For some reason, Suntrust totally denied us and foreclosed on the property. You can imagine the despair. It was HORRIBLE! Because they didn't give us a chance. We found out, about 10 minutes before the sale happened, that Suntrust was only SERVICING the loan for Wells Fargo, so Wells Fargo was who was calling the shots. They DIDNT TELL US THIS!!! If we had known that, we have worked with Wells before, and we have contacts in their loss mitigation department that we could have called on, etc. We feel like Suntrust really dropped the ball on this deal.

The funny thing is....we KNOW exactly how much was owed, we know that the 2nd lien was wiped away because of the foreclosure sale, we know all the costs associated with foreclosing, AND WE KNOW IF THEY WOULD HAVE TAKEN OUR OFFER THEY WOULD HAVE MADE BACK WAY MORE MONEY THAN THEY WILL NOW. I am going to follow this property and watch to see what happens....I bet it is listed for about $140k. I bet they end up with an offer of $130k...which was what our offer was. But then Wells has to pay a realtor 6% to list, they have to pay the foreclosing attorney, they have to pay insurance, utilities, cost of money/time, clean out costs, etc. My guess it that they will net about $15k less than if they would have just taken our offer.

It goes to show that not all banks are rational...in my humble opinion. The short sale industry is extremely dynamic, constantly changing, etc. Especially with the "bail-out" money not all spent yet...we have no idea what is really going to happen.

I will update this blog with the list price and sale price of this property when it hits the market. I cannot wait to see how dumb Suntrust/Wells Fargo was by not accepting our offer.

Monday, January 5, 2009

Happy New Year

Welcome to 2009. It should be a VERY interesting year in all things financial. Banks are still failing, people are still losing their homes and jobs, the stock market is in turmoil, and we have a new president about to be installed. Enough already!!!
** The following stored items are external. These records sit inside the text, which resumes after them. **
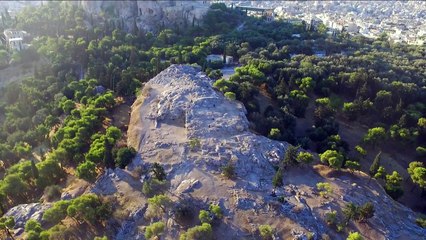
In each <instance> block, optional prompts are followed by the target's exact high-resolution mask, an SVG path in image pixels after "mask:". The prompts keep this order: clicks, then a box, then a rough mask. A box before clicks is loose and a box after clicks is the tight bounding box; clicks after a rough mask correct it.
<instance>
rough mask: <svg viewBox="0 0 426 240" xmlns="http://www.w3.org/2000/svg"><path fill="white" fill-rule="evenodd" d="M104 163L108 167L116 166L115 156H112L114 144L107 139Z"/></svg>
mask: <svg viewBox="0 0 426 240" xmlns="http://www.w3.org/2000/svg"><path fill="white" fill-rule="evenodd" d="M104 146H105V152H104V164H105V167H106V168H112V169H114V168H115V163H114V158H113V157H112V144H111V143H110V142H109V141H108V139H105V143H104Z"/></svg>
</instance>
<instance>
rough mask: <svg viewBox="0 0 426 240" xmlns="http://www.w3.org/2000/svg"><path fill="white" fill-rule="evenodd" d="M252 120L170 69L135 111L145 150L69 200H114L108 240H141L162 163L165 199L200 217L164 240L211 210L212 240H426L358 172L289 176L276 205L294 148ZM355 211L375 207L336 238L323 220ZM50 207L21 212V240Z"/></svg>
mask: <svg viewBox="0 0 426 240" xmlns="http://www.w3.org/2000/svg"><path fill="white" fill-rule="evenodd" d="M245 114H246V110H245V108H244V106H243V105H242V104H241V103H240V102H238V101H234V100H228V99H227V98H225V97H224V96H223V94H222V93H220V92H218V91H216V90H215V89H214V88H213V87H212V80H211V79H209V78H208V77H206V76H205V75H204V74H203V73H201V72H200V70H199V69H197V68H194V67H191V66H182V65H172V66H170V67H169V68H167V69H166V70H164V71H163V72H161V73H160V74H158V75H157V76H156V77H154V78H153V79H151V80H150V81H149V82H148V83H146V84H145V86H144V88H143V90H142V93H141V95H140V96H139V97H138V98H137V100H136V101H135V103H134V104H133V106H132V112H131V120H130V124H129V129H128V144H129V145H130V146H133V147H134V148H136V149H137V150H138V152H139V154H138V156H137V157H136V159H134V160H133V162H132V163H131V164H130V165H128V166H127V169H125V170H122V169H115V170H111V169H109V170H107V171H106V172H105V173H104V174H103V175H102V176H101V177H100V178H99V179H98V180H97V181H96V183H95V184H94V185H92V186H88V185H84V186H83V185H81V184H76V186H80V187H78V188H75V187H73V186H72V184H71V185H70V186H69V187H68V188H67V189H69V190H65V191H64V193H63V194H62V199H70V198H75V197H76V196H78V195H81V194H83V193H84V192H93V193H96V194H98V195H101V196H103V197H105V198H110V199H114V200H113V201H112V202H114V206H113V209H114V213H113V217H112V218H111V219H110V220H109V222H108V226H107V229H108V231H109V232H108V233H107V234H108V235H109V236H110V238H111V239H119V240H121V239H123V240H124V239H144V232H145V226H147V225H149V224H150V223H151V222H150V220H149V219H147V218H145V217H146V214H147V197H146V196H145V195H144V194H143V193H142V192H141V189H142V185H143V183H144V182H145V181H147V178H148V177H147V176H148V174H149V173H148V172H147V171H146V169H148V167H149V166H150V165H152V164H153V163H155V162H159V163H161V165H162V166H164V168H165V170H166V173H167V182H168V183H169V184H168V185H167V186H168V189H167V191H166V194H167V195H168V196H169V197H170V198H171V199H172V200H173V201H174V203H175V204H178V203H185V204H186V205H187V206H190V208H191V209H192V210H193V213H194V215H193V217H192V219H193V220H192V221H190V222H187V223H184V224H182V223H178V222H176V221H175V219H174V218H173V217H172V216H173V212H172V211H170V212H169V213H167V214H165V216H163V219H162V221H163V222H165V223H166V229H165V234H164V235H163V236H164V238H165V239H178V238H179V235H180V234H181V233H182V232H183V231H185V230H186V229H187V228H188V227H192V226H195V225H197V224H199V221H198V218H197V216H198V211H199V210H201V209H207V208H208V206H209V204H211V203H215V204H218V205H219V206H220V207H221V208H222V209H223V211H224V218H223V219H222V220H219V221H216V222H214V223H213V224H212V225H213V232H214V235H215V239H256V237H255V236H258V232H257V229H258V227H259V225H262V224H269V225H271V226H272V228H273V229H274V237H275V239H308V236H310V237H312V239H324V237H325V235H328V236H329V238H328V239H346V237H347V235H348V232H349V231H358V232H360V233H361V234H362V235H363V237H364V239H371V240H381V239H392V240H394V239H395V240H398V239H401V240H410V239H412V240H418V239H424V237H425V236H426V230H425V229H422V228H420V227H419V226H417V225H416V223H415V219H416V214H415V213H414V212H413V211H411V210H410V209H408V208H406V207H405V206H403V205H401V204H400V203H398V202H396V201H394V200H392V199H391V198H390V197H389V196H388V195H387V194H386V193H385V191H384V190H383V189H382V187H381V186H380V185H379V184H378V183H377V182H376V181H375V180H371V181H370V180H369V178H368V176H367V175H366V174H364V173H361V172H358V173H357V172H356V173H349V172H347V171H345V170H341V171H334V170H331V169H329V168H328V167H326V166H324V165H314V166H299V167H292V168H288V169H287V170H285V172H284V181H283V182H284V186H283V187H281V188H279V189H277V191H276V195H277V196H271V190H272V188H273V187H272V178H273V176H274V173H275V170H274V165H276V164H277V163H278V162H279V160H280V159H282V158H283V156H284V154H285V151H286V149H287V148H288V146H289V144H288V143H285V142H278V141H273V140H270V139H268V138H266V137H263V136H259V135H256V134H254V133H252V132H251V131H250V129H249V122H248V120H247V118H246V116H245ZM228 163H232V164H234V165H235V170H236V178H235V179H233V180H230V179H227V178H225V177H224V176H223V175H222V170H221V169H222V167H223V166H225V165H226V164H228ZM318 182H328V183H329V184H330V186H331V188H332V189H333V191H332V193H330V194H329V196H328V197H327V198H323V197H320V196H319V193H318V190H317V189H316V184H317V183H318ZM349 202H353V203H355V204H357V205H362V204H364V203H366V202H371V203H372V204H373V205H374V208H375V213H374V216H373V217H372V218H370V219H368V221H366V222H364V223H357V222H353V221H351V222H350V224H349V225H348V226H347V228H346V229H344V230H343V232H341V233H338V232H337V231H336V226H329V225H327V223H326V221H325V218H326V217H325V215H326V213H329V212H331V211H336V214H337V219H338V220H337V221H338V222H339V223H341V222H343V215H342V209H343V208H344V206H345V205H346V204H347V203H349ZM48 207H49V205H46V204H27V205H19V206H16V207H14V208H12V209H11V210H9V212H8V213H7V214H6V215H11V216H14V217H15V219H17V223H18V224H17V225H16V228H17V229H16V231H15V233H16V234H17V235H19V234H20V233H22V232H23V226H24V225H25V222H26V221H27V220H28V219H29V218H35V219H39V220H40V219H41V217H40V216H42V213H43V211H45V209H46V208H48ZM78 239H80V238H78ZM81 239H84V238H81Z"/></svg>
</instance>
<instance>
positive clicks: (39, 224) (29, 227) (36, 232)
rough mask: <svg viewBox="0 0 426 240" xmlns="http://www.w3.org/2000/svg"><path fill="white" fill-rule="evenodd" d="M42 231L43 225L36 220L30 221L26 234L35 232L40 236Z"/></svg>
mask: <svg viewBox="0 0 426 240" xmlns="http://www.w3.org/2000/svg"><path fill="white" fill-rule="evenodd" d="M42 230H43V229H42V228H41V224H40V223H39V222H38V221H37V220H35V219H30V220H28V221H27V223H25V232H29V231H34V232H36V233H38V234H40V232H41V231H42Z"/></svg>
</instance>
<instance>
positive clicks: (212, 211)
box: [209, 204, 223, 219]
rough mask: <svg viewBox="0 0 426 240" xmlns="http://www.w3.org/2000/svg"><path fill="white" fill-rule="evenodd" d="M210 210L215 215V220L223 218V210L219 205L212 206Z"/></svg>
mask: <svg viewBox="0 0 426 240" xmlns="http://www.w3.org/2000/svg"><path fill="white" fill-rule="evenodd" d="M209 210H210V212H211V213H213V214H214V216H215V218H217V219H221V218H222V217H223V212H222V208H220V206H219V205H215V204H210V207H209Z"/></svg>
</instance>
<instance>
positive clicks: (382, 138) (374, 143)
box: [363, 127, 386, 147]
mask: <svg viewBox="0 0 426 240" xmlns="http://www.w3.org/2000/svg"><path fill="white" fill-rule="evenodd" d="M385 139H386V130H385V129H384V128H382V127H375V128H370V129H368V132H367V134H365V136H364V139H363V141H364V142H365V143H368V144H372V145H373V147H375V146H376V145H377V144H378V143H380V142H382V141H383V140H385Z"/></svg>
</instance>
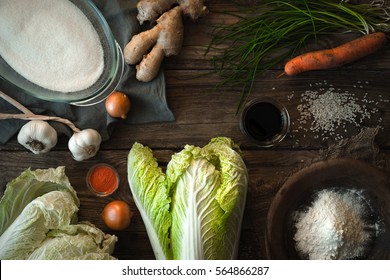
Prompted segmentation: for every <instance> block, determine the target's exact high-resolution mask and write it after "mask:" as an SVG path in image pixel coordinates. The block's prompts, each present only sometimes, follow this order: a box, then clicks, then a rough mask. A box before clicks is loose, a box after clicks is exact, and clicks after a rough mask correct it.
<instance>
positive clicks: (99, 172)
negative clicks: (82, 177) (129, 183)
mask: <svg viewBox="0 0 390 280" xmlns="http://www.w3.org/2000/svg"><path fill="white" fill-rule="evenodd" d="M87 186H88V188H89V189H90V190H91V191H92V192H93V193H94V194H96V195H97V196H108V195H111V194H112V193H114V192H115V191H116V190H117V189H118V187H119V175H118V172H117V171H116V169H115V168H114V167H112V166H111V165H109V164H106V163H99V164H96V165H94V166H92V167H91V169H89V171H88V173H87Z"/></svg>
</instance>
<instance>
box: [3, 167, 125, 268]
mask: <svg viewBox="0 0 390 280" xmlns="http://www.w3.org/2000/svg"><path fill="white" fill-rule="evenodd" d="M79 207H80V201H79V199H78V197H77V194H76V191H75V190H74V189H73V187H72V186H71V184H70V182H69V180H68V178H67V176H66V175H65V168H64V167H63V166H60V167H58V168H49V169H37V170H35V171H31V170H30V169H27V170H25V171H24V172H22V173H21V175H20V176H18V177H17V178H15V179H14V180H12V181H11V182H10V183H8V184H7V186H6V189H5V192H4V195H3V197H2V198H1V200H0V259H19V260H22V259H113V257H112V256H111V254H112V252H113V250H114V244H115V242H116V241H117V237H116V236H113V235H108V234H104V233H103V232H102V231H101V230H100V229H98V228H96V227H95V226H94V225H92V224H90V223H82V224H81V223H80V224H77V223H78V217H77V213H78V210H79Z"/></svg>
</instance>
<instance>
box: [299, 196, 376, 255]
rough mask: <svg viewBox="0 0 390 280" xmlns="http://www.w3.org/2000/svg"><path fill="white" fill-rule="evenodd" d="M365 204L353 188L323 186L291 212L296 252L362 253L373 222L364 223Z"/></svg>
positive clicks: (372, 234) (335, 253)
mask: <svg viewBox="0 0 390 280" xmlns="http://www.w3.org/2000/svg"><path fill="white" fill-rule="evenodd" d="M368 211H369V210H368V206H367V203H366V202H365V200H364V199H363V198H362V197H361V196H360V194H359V193H357V192H356V191H352V190H350V191H347V192H342V193H341V192H338V191H334V190H323V191H321V192H319V193H318V195H317V196H316V198H315V200H314V201H313V203H312V205H310V206H309V207H308V208H306V209H304V210H302V211H298V212H297V213H296V216H295V221H296V222H295V228H296V233H295V235H294V241H295V242H296V250H297V252H298V253H299V254H300V255H301V256H304V257H307V258H308V259H312V260H331V259H341V260H343V259H354V258H358V257H362V256H363V255H364V253H366V250H367V248H368V247H367V246H368V245H369V242H370V241H371V240H372V238H373V237H374V236H375V233H376V230H377V225H376V223H368V222H367V221H366V219H364V217H366V216H367V214H369V213H367V212H368Z"/></svg>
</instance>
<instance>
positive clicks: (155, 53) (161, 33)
mask: <svg viewBox="0 0 390 280" xmlns="http://www.w3.org/2000/svg"><path fill="white" fill-rule="evenodd" d="M183 33H184V26H183V22H182V18H181V8H180V7H179V6H177V7H175V8H174V9H172V10H169V11H168V12H166V13H164V14H163V15H162V16H161V17H159V18H158V20H157V25H156V26H154V27H153V28H152V29H150V30H147V31H144V32H142V33H140V34H137V35H134V36H133V38H132V39H131V41H130V42H129V43H128V44H127V45H126V47H125V50H124V58H125V61H126V63H128V64H137V63H138V62H140V64H138V65H137V66H136V69H137V74H136V78H137V80H139V81H142V82H149V81H151V80H153V79H154V78H155V77H156V76H157V74H158V71H159V69H160V65H161V63H162V61H163V59H164V56H171V55H177V54H179V52H180V50H181V46H182V44H183ZM150 49H151V51H150V52H149V53H148V54H146V53H147V52H148V51H149V50H150ZM145 54H146V55H145Z"/></svg>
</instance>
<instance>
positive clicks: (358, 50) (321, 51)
mask: <svg viewBox="0 0 390 280" xmlns="http://www.w3.org/2000/svg"><path fill="white" fill-rule="evenodd" d="M385 44H386V34H385V33H383V32H375V33H371V34H368V35H365V36H362V37H360V38H357V39H355V40H352V41H350V42H348V43H345V44H343V45H340V46H338V47H335V48H333V49H325V50H319V51H313V52H308V53H305V54H302V55H299V56H297V57H294V58H293V59H291V60H290V61H288V62H287V63H286V65H285V67H284V72H285V73H286V74H287V75H288V76H293V75H297V74H299V73H302V72H305V71H310V70H319V69H329V68H333V67H338V66H341V65H344V64H347V63H350V62H353V61H356V60H358V59H361V58H363V57H364V56H367V55H369V54H372V53H374V52H376V51H377V50H379V49H380V48H382V47H383V46H384V45H385Z"/></svg>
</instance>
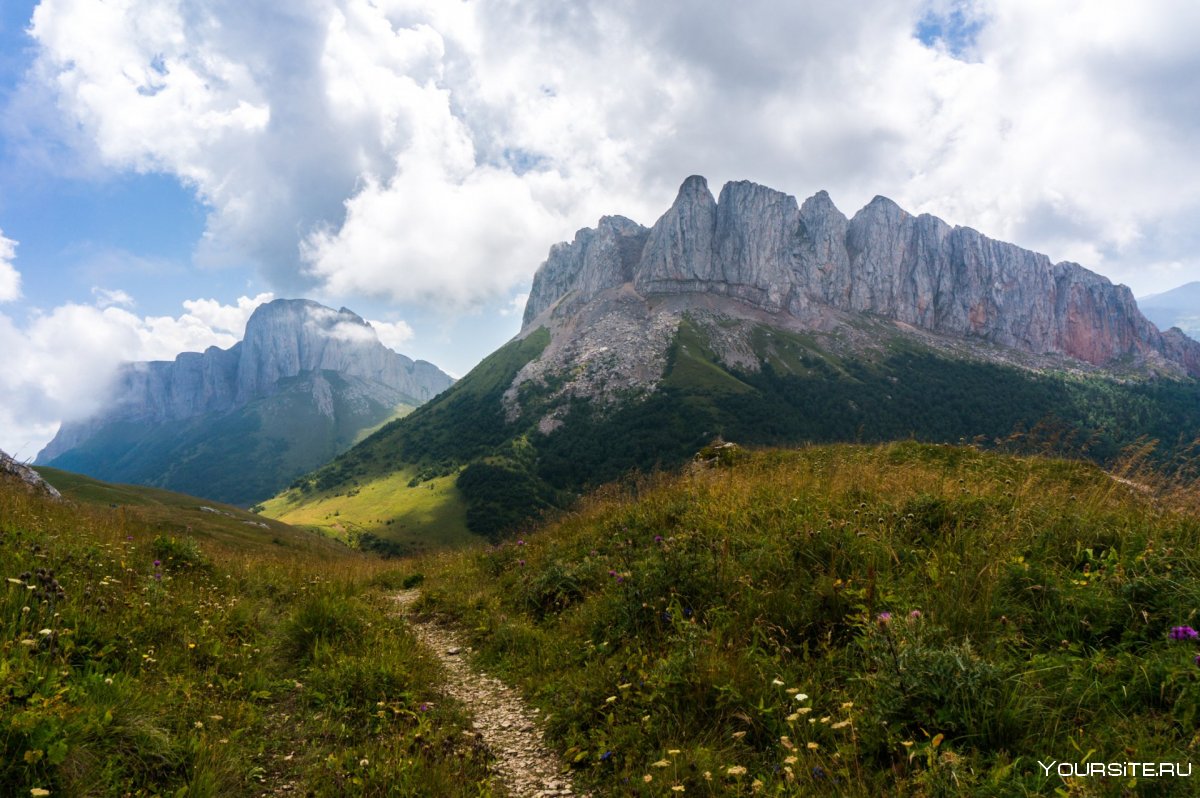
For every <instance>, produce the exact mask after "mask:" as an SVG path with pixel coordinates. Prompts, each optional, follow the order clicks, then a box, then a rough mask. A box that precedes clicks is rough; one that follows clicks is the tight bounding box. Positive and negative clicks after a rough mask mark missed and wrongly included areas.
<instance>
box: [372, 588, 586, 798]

Does anyone have ANY idea how this is all going to shake out? I mean, we are definitely in a recession, there is no doubt about that. Now, can an economic stimulus package help save our economy? I am pretty sure that will be one of the first things on Obama's desk.

How about distressed mortgages? Can the government take the necessary steps to offer a 4.5% interest rate to all homeowners? Wouldnt that go a long way towards reducing foreclosures? That is one of many options.

One thing is certain, and that is UNCERTAINTY. We just do not know where our economy, real estate market, job market, etc is going to be even one year from now. It is very tough to predict the future, especially when the present is so chaotic. There has never been such a dynamic, constantly changing financial environment. All we can do is to try and keep up with it and realize how it will affect us in the future.